君がすべてを忘れても、この恋だけは消えないように

 突然のことにちょっと驚いた私だったけれど、すぐに握り返す。

 そして私たちは、見つめ合って微笑んだ。


「あれから一年か。長かったような、短かったようなって感じ」

「私はやっぱり樹くんが眠っていた三日間が永遠のように感じたなあ……。でもその後は早かった。幸せな時間はきっと早く過ぎちゃうんだね」

「マジかー。

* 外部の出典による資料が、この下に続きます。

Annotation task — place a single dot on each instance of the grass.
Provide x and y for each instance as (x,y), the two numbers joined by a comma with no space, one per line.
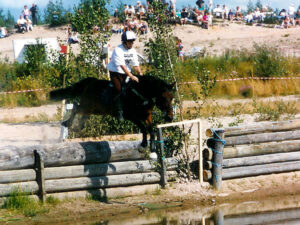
(21,202)
(272,110)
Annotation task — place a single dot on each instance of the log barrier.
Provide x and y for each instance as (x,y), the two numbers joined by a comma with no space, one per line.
(256,149)
(64,169)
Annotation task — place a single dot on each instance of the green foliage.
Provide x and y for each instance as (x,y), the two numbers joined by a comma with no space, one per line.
(88,14)
(121,14)
(258,4)
(250,6)
(8,20)
(22,202)
(280,110)
(161,49)
(34,57)
(268,62)
(55,13)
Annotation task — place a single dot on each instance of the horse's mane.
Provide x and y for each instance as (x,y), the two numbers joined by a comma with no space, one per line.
(153,84)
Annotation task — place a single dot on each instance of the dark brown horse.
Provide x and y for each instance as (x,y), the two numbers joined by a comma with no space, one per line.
(96,97)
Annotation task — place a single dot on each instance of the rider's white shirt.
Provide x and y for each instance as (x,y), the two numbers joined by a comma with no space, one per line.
(122,56)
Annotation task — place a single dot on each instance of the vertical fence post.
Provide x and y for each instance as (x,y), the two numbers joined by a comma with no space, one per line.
(218,158)
(40,175)
(200,153)
(163,169)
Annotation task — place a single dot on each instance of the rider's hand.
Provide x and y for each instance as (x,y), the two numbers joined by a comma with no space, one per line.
(134,78)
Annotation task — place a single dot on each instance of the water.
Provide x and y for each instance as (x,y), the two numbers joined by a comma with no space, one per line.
(279,210)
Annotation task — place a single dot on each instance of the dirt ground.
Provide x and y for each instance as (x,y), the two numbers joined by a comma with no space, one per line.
(215,40)
(179,196)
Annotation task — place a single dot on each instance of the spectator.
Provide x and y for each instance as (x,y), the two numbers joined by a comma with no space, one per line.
(25,12)
(225,12)
(218,11)
(126,9)
(142,12)
(205,21)
(184,16)
(116,16)
(249,17)
(33,11)
(131,11)
(143,28)
(200,18)
(173,8)
(292,10)
(285,23)
(28,24)
(133,24)
(238,13)
(180,51)
(257,16)
(230,15)
(3,32)
(21,24)
(297,16)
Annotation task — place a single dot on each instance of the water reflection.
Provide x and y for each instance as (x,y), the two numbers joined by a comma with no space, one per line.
(277,210)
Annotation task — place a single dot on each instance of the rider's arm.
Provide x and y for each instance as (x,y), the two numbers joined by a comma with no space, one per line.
(138,69)
(126,71)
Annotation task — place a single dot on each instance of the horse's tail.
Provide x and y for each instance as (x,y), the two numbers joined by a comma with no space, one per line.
(70,92)
(62,93)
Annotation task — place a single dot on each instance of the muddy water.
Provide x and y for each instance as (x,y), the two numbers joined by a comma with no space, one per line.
(279,210)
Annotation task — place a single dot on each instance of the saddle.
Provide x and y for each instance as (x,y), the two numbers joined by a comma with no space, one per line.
(109,95)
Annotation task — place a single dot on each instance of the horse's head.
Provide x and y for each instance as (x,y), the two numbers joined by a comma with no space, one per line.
(164,102)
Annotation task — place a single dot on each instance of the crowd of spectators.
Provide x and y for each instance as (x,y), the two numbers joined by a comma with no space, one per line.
(24,23)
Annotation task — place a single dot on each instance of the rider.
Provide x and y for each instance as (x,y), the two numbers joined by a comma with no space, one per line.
(123,57)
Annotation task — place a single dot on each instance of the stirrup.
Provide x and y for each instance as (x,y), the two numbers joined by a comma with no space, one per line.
(120,116)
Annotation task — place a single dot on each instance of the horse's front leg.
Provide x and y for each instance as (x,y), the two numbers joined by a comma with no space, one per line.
(143,128)
(152,137)
(68,122)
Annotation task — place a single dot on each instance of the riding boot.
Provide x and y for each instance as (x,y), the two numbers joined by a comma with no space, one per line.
(119,109)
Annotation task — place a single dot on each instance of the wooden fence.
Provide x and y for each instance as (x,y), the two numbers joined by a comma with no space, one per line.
(78,169)
(262,148)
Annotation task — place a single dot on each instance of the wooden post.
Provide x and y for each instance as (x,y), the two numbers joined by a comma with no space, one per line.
(200,153)
(163,171)
(217,159)
(218,217)
(40,175)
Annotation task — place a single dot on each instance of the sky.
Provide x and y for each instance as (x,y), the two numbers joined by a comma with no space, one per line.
(16,6)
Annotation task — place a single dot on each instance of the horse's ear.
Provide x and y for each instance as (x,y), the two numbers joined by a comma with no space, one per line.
(173,85)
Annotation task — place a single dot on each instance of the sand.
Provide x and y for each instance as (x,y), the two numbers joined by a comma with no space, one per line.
(215,40)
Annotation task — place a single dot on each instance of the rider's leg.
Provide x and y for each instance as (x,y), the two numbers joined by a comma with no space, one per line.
(117,80)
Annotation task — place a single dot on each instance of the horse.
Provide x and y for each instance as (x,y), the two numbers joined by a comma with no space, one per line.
(138,99)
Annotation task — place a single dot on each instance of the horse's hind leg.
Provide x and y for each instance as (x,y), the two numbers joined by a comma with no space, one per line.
(68,122)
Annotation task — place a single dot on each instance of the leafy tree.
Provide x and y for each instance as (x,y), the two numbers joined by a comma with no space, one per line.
(90,19)
(258,4)
(250,6)
(9,20)
(2,18)
(121,14)
(55,14)
(88,14)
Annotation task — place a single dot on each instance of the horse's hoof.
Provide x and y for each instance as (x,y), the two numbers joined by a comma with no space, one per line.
(144,144)
(153,156)
(65,124)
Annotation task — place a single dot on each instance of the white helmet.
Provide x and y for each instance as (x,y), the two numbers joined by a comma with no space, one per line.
(128,36)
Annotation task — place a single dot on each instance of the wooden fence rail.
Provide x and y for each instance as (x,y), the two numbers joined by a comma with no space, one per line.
(257,149)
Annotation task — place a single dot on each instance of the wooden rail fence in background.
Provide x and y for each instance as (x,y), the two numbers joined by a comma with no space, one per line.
(68,169)
(257,149)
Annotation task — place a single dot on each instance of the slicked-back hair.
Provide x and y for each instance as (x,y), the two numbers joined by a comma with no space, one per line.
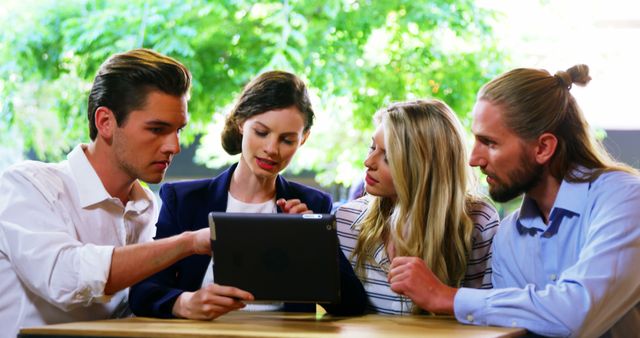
(124,81)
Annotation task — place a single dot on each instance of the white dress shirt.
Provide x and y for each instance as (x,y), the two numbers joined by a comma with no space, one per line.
(58,229)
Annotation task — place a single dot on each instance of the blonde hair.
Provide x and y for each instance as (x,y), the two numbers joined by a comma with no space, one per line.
(427,158)
(537,102)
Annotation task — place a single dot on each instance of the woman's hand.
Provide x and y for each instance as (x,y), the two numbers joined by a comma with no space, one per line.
(293,206)
(410,276)
(210,302)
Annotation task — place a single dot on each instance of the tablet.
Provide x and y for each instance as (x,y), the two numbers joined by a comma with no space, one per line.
(277,257)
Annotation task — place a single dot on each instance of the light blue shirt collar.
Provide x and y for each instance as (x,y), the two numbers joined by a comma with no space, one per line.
(570,199)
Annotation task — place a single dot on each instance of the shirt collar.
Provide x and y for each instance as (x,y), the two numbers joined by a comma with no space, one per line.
(91,191)
(570,199)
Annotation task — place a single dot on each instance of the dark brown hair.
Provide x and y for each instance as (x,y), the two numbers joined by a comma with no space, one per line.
(269,91)
(124,81)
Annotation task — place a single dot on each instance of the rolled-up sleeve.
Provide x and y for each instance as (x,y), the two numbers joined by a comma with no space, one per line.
(43,248)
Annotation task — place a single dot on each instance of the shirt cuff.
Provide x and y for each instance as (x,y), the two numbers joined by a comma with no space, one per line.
(469,304)
(93,268)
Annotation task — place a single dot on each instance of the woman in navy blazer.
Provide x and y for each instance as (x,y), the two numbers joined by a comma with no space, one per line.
(270,121)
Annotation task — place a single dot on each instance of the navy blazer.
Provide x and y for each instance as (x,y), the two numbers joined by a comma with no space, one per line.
(186,206)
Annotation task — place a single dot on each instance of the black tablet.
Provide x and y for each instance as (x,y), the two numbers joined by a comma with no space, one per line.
(277,257)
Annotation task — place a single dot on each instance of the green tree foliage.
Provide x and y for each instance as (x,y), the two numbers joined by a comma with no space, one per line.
(356,56)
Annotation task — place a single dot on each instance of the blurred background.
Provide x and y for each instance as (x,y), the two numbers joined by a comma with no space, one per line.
(355,56)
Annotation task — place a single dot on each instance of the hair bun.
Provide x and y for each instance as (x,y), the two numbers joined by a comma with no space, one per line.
(564,79)
(578,74)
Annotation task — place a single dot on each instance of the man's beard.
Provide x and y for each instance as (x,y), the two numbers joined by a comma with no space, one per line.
(526,176)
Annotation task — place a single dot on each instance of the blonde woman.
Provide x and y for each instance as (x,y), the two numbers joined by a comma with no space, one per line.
(420,210)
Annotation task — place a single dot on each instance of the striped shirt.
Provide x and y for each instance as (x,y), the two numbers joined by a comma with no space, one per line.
(384,301)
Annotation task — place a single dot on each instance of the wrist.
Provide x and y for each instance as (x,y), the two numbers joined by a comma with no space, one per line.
(446,305)
(189,243)
(178,307)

長く感じられればいいのになあ。なんか不公平だよなあ。……でも、大丈夫」

「え?」

「だってこれから、あの三日間のことなんて一瞬に思えちゃうくらい。俺たちは長い時を一緒に過ごすんだよ」


 至近距離で私の瞳を見ながら、樹くんが断言した。

 その言葉が私の心の奥深くに刻み込まれる。


「うん……!」


 私は感極まって泣きそうになるのを堪えながら、強く頷いた。

 ――そうだね、樹くん。

 これからずっとずっと、大人になっても、おじいちゃんとおばあちゃんになっても。

 こうしてずっと、一緒にいようね。

 私は彼の手を今まで以上に強く握りながら、そう誓ったのだった。